Albert Einstein expressou alguns de seus pensamentos mais íntimos em diários de viagem. Em suas páginas, o homem que revolucionou a Física não tinha filtros.
Ele não pretendia que as anotações fossem publicadas, mas foram — e isso nos permite conhecer suas impressões sobre os países que visitou.
“Algo que é realmente interessante é que seus diários revelam uma clara discrepância entre suas declarações públicas, que eram progressistas e humanitárias, convidando à tolerância, e algumas passagens das suas anotações privadas, nas quais expressava preconceitos e estereótipos em relação às pessoas que conheceu.”
Esse alerta nos foi dado, em 2018, pelo historiador Ze’ev Rosenkranz, com quem conversamos por conta do lançamento de Os Diários de Viagem de Albert Einstein: Extremo Oriente, Palestina e Espanha, 1922 – 1923, livro do qual foi editor.
Naquela entrevista, ele nos contou que a visão do cientista sobre os japoneses era positiva, contrastando com o que ele pensava sobre os chineses, que descreveu como “uma gente trabalhadora, asquerosa e obtusa”.
Rosenkranz é editor do The Collected Papers of Albert Einstein, um projeto do Instituto de Tecnologia da Califórnia, que coletou, traduziu e publicou milhares de documentos do ganhador do Prêmio Nobel alemão — e que conta com a colaboração da Universidade de Princeton, nos EUA, e da Universidade Hebraica de Jerusalém, em Israel.
Agora, voltamos a conversar com o especialista por conta do livro Os diários de viagem de Albert Einstein: América do Sul, 1925, publicado pela Princeton University Press em 2023, para descobrir o que o físico escreveu sobre sua visita a três países da região.

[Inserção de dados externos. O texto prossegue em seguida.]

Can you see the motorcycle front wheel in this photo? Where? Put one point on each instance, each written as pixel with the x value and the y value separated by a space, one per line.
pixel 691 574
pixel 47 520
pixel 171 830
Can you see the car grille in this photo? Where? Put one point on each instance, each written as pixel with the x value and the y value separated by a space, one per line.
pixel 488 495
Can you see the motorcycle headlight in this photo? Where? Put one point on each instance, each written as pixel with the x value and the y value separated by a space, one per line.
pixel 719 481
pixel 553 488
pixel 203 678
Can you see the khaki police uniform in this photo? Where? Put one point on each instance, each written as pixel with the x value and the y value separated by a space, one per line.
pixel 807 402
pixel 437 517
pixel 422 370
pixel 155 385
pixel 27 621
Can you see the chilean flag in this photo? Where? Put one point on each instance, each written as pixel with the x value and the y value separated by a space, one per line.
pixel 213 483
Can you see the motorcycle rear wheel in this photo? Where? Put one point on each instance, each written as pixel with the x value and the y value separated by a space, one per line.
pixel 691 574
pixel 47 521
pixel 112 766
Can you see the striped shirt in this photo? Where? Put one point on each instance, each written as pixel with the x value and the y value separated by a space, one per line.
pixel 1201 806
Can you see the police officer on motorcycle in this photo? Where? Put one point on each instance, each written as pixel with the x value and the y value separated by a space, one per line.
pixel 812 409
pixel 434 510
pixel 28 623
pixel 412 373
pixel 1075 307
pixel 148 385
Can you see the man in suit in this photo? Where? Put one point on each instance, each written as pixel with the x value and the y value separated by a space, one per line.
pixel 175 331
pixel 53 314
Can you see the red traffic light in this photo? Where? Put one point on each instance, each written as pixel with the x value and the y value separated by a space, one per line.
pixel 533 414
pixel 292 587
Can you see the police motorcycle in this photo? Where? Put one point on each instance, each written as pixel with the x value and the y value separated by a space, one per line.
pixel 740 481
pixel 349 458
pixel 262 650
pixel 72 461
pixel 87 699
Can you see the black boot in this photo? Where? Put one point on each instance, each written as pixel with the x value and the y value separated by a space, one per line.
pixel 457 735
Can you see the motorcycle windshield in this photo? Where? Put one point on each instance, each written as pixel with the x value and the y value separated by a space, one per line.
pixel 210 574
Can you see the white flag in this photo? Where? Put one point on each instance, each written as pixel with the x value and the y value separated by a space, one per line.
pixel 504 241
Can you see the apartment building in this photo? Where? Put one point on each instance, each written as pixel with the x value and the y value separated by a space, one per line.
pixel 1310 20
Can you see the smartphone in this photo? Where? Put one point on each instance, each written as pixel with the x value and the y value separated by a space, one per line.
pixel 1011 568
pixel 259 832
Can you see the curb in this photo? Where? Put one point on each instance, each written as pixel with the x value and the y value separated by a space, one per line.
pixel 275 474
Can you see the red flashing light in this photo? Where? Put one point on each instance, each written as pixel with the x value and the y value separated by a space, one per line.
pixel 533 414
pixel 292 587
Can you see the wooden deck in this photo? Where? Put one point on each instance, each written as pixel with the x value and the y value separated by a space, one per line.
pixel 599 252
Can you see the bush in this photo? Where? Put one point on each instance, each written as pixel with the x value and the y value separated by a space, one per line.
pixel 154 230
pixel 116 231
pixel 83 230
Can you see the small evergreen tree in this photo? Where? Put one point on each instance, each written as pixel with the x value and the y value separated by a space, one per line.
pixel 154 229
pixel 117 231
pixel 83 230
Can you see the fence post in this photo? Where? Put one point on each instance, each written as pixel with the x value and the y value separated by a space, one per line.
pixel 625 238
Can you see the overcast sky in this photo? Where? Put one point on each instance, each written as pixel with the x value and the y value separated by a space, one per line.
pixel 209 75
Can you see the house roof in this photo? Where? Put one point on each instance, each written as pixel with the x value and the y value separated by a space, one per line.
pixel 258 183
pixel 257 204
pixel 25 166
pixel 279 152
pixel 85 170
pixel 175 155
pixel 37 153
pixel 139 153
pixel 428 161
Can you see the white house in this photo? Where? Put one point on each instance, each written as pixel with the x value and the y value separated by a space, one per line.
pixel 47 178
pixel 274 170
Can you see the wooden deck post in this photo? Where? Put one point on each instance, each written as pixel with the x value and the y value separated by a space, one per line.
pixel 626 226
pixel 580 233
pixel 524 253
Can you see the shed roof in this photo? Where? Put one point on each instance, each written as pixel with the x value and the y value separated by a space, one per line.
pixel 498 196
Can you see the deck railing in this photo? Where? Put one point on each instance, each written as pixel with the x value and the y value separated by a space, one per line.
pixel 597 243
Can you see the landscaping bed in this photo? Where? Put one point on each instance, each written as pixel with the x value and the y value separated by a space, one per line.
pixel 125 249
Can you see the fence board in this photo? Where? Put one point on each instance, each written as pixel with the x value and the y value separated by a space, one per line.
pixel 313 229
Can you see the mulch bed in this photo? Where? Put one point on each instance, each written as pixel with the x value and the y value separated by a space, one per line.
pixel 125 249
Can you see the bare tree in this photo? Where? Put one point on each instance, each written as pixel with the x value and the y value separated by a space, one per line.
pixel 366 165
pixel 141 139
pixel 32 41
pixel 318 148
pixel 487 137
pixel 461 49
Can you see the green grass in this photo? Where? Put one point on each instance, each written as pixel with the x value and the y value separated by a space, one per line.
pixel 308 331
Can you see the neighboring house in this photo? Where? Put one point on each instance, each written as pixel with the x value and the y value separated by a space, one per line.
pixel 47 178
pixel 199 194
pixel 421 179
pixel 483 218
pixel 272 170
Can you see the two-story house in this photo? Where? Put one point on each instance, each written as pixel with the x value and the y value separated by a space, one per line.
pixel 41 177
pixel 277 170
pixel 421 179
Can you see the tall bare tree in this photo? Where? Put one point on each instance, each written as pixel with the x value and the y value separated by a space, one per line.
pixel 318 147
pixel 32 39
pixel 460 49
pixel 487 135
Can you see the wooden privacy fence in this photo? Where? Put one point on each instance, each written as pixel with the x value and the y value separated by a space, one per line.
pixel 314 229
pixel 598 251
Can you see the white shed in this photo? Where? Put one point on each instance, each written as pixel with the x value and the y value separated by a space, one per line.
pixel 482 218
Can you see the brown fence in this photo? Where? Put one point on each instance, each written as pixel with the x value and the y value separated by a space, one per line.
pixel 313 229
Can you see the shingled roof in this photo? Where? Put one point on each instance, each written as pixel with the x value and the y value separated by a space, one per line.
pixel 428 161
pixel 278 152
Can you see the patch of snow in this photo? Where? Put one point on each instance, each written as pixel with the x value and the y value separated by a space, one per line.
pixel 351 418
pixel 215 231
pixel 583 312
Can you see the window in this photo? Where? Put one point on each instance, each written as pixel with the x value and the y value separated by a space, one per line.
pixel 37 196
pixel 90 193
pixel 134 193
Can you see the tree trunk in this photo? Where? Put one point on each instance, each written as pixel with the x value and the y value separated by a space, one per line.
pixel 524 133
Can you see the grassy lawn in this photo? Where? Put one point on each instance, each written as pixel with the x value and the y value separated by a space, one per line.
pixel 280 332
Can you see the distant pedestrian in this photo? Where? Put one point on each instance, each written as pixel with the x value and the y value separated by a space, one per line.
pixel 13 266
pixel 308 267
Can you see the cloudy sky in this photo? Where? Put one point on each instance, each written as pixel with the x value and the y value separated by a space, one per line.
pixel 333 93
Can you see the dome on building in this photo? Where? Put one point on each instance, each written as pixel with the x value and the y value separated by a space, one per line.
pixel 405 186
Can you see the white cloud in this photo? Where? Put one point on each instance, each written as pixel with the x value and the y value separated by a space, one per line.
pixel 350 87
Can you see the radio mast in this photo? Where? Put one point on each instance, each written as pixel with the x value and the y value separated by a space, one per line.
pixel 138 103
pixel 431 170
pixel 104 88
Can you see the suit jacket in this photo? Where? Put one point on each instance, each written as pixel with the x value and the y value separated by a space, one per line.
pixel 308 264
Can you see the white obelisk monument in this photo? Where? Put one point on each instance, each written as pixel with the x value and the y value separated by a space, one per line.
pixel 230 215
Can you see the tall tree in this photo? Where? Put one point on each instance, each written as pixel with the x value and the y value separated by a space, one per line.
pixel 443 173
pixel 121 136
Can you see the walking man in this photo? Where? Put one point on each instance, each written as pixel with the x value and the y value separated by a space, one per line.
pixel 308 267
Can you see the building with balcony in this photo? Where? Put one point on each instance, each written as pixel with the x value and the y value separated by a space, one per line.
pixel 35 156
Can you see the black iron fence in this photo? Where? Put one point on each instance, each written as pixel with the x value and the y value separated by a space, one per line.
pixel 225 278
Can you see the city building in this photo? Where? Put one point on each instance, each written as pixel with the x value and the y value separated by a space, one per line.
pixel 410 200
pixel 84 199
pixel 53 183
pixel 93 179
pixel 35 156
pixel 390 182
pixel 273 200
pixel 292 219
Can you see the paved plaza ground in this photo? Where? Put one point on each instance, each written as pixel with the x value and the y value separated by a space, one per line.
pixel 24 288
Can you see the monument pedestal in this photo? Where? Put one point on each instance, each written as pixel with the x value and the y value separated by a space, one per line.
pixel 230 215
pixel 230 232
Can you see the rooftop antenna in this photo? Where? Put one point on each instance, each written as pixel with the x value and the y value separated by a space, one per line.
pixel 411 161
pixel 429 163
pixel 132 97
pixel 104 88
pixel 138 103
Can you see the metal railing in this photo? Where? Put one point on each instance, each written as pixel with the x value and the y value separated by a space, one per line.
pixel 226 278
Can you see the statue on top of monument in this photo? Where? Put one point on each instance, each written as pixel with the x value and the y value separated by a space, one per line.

Em seu livro, Rosenkranz nos conta que embora o físico tenha ficado encantado com “a cordialidade genuína” dos uruguaios, escreveu comentários muito “duros” sobre os argentinos e manifestou “um afeto ambivalente pelos brasileiros”.
Um território inédito
Em março de 1925, Einstein embarcou para uma região que nunca havia visitado: a América do Sul.
Vários fatores podem ter influenciado sua decisão de embarcar no navio: desde pessoais (como se ausentar de Berlim) até científicos (como ampliar o conhecimento sobre a teoria da relatividade).
O especialista lembra que muito do que se encontra nos diários foram as impressões imediatas que o cientista teve dos lugares e das pessoas que conheceu, e que grande parte do seu conteúdo foi escrito de forma extremamente concisa.
E o que o físico pretendia era ter um registro para si mesmo e para compartilhar com Elsa (sua segunda esposa) e a filha mais nova dela, Margot, que não puderam acompanhá-lo, e o aguardavam em Berlim.
Einstein formou opiniões diferentes sobre os três países, mas o que parece ser uma constante é o impacto positivo que a geografia e a natureza da região tiveram sobre ele.
Brasil, ambivalência
Einstein passou pouco mais de uma semana no Brasil, e ficou maravilhado com “a majestade” da paisagem e da vegetação.
O Corcovado e o Pão de Açúcar estavam entre os pontos turísticos do Rio de Janeiro que o cativaram.
“Ele também ficou encantado com o que chama de ‘mistura racial’, a diversidade étnica”, explica Rosenkranz.
Assim como aconteceu na Argentina e no Uruguai, houve figuras que o impressionaram muito, como o médico Antônio da Silva Mello e o psiquiatra Juliano Moreira.
Mas foram exceções.
Em uma parte do diário, o físico escreveu: “Aqui sou uma espécie de elefante branco para os demais, eles são macacos para mim”.
A impressão de Einstein sobre o Brasil e sua população envolve suas próprias complexidades.
Rosenkranz afirma no livro que essa percepção “se aproxima muito de uma desumanização dos brasileiros”. Esta tendência se reflete não só na sua visão dos moradores locais como “macacos”, mas na referência que faz a eles como “fofinhos”.